About a year ago I replaced the consumer router that came with my connection, because it was slow, lied about its NAT table size, and rebooted itself whenever it felt unloved. I could not decide between a MikroTik and a pfSense box, so being sensible and frugal, I bought both and ran them in different roles for a year. Here is what I actually learned, rather than what the forums told me before I started.
What each one is
MikroTik is a hardware vendor whose boxes run RouterOS, a dense, capable, slightly intimidating routing operating system. You get a lot of router for not much money, and the same OS runs across a wide range of hardware. pfSense is FreeBSD with a firewall stack and a web UI, running on whatever x86 box you point it at, in my case a small fanless thing with a few NICs.
They overlap heavily and they are not the same tool, which is the whole point of this comparison.
MikroTik: dense, fast, unforgiving
The MikroTik is the one doing the actual routing and switching at the edge. What it is brilliant at is doing a lot of networking in a small, cheap, low-power box. Hardware-offloaded forwarding means it pushes my line speed without breaking a sweat. The feature set is genuinely deep: proper VLANs, BGP and OSPF if you want them, queueing that actually works, all in something the size of a paperback.
The cost is the learning curve, which is more of a learning cliff. RouterOS has its own logic and its own vocabulary, and the documentation assumes you already understand networking properly. The Winbox tool and the CLI are both fine once they click, but they do not hold your hand. My first month involved several self-inflicted lockouts and a great deal of "why is this not forwarding". When you get something subtly wrong, it will not warn you, it will simply do exactly what you told it.
# RouterOS firewall: terse and order-sensitive
/ip firewall filter
add chain=forward connection-state=established,related action=accept
add chain=forward connection-state=invalid action=drop
add chain=forward in-interface=ether1 action=drop comment="default deny inbound"
The flip side of unforgiving is precise. Once it is configured the way you meant, it is rock solid. Mine has uptime measured in months and has never once surprised me after the initial bedding-in. For raw routing and switching at the edge, it has earned its keep many times over.

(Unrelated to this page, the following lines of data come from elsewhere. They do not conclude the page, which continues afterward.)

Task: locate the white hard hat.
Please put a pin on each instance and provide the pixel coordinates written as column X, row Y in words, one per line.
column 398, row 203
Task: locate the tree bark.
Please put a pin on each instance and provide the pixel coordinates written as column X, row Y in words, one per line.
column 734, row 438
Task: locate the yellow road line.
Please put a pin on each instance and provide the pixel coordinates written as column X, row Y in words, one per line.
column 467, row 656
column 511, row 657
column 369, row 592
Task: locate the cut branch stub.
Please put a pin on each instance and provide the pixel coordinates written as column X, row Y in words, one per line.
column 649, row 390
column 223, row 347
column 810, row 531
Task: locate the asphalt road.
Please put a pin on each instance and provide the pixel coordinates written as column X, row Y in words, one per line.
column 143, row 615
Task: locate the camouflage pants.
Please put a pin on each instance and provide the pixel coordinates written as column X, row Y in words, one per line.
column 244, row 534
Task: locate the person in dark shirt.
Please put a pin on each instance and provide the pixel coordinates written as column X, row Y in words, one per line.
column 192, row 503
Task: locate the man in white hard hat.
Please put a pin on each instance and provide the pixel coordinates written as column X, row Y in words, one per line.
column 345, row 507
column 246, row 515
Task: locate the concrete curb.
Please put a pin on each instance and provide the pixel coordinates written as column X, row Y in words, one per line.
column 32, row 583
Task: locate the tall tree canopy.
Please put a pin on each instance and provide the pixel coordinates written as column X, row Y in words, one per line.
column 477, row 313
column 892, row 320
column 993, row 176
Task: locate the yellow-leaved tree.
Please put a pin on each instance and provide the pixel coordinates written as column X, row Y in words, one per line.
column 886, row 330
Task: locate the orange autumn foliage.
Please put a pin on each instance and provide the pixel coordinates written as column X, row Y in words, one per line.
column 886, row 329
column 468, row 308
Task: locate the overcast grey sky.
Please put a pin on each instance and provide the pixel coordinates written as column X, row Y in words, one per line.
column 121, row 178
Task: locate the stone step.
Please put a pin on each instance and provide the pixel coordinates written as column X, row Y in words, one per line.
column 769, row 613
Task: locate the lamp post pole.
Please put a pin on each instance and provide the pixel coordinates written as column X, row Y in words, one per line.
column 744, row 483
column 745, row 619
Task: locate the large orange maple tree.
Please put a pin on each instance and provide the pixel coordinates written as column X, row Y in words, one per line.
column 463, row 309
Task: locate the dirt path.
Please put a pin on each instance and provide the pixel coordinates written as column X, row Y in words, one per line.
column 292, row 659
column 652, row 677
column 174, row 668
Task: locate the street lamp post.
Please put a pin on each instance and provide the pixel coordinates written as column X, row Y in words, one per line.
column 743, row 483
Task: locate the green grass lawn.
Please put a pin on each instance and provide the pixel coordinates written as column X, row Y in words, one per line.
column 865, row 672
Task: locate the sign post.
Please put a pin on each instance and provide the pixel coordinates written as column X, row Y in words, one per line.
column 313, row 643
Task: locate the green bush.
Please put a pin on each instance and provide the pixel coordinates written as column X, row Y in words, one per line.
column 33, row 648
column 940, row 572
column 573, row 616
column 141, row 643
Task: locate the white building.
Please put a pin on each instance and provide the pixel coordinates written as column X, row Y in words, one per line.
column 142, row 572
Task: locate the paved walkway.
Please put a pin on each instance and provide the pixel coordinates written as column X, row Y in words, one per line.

pfSense: friendlier, heavier, more featureful
The pfSense box sits behind it doing the things I want a nice UI for: VPN termination, more elaborate firewall rules I want to read at a glance, and the various packages that make a homelab pleasant. The web interface is genuinely good. Firewall rules are legible, the OpenVPN setup took minutes rather than an evening, and when I want to see what is happening there are graphs and logs that do not require me to remember a command.
The cost is that it is a whole FreeBSD machine. It draws more power, it has more to update, and it is more computer to go wrong. It is also, frankly, overkill for plain routing if that is all you need. Where it shines is when you want the extras: a real VPN server, detailed traffic insight, packages, the comfort of a UI you can hand to someone else.
A year in, which one
It depends, which is the answer nobody wants, so let me be concrete about it.
If I could only keep one, and I wanted maximum capable networking per watt and per pound, it would be the MikroTik. It does the core job superbly and cheaply, provided you are willing to learn RouterOS and accept that it will not catch your mistakes. For someone who does networking professionally, that trade is easy and the box is a joy.
If I wanted the friendliest path to a capable firewall with a VPN and good visibility, and I did not mind a bit more power and a bit more machine to maintain, pfSense is the gentler choice. I would happily set one up for someone who is not going to live in the CLI.
What I have actually settled on is keeping both, MikroTik at the edge doing what it is best at, pfSense behind it for the services and the UI. It is more boxes than strictly necessary, and I am at peace with that. The year taught me they are not really competitors so much as different shapes of the same job, and the right answer is mostly about how much you enjoy reading terse config versus clicking through a clean interface. I enjoy both, which is how I ended up with two routers, and a blog post justifying it.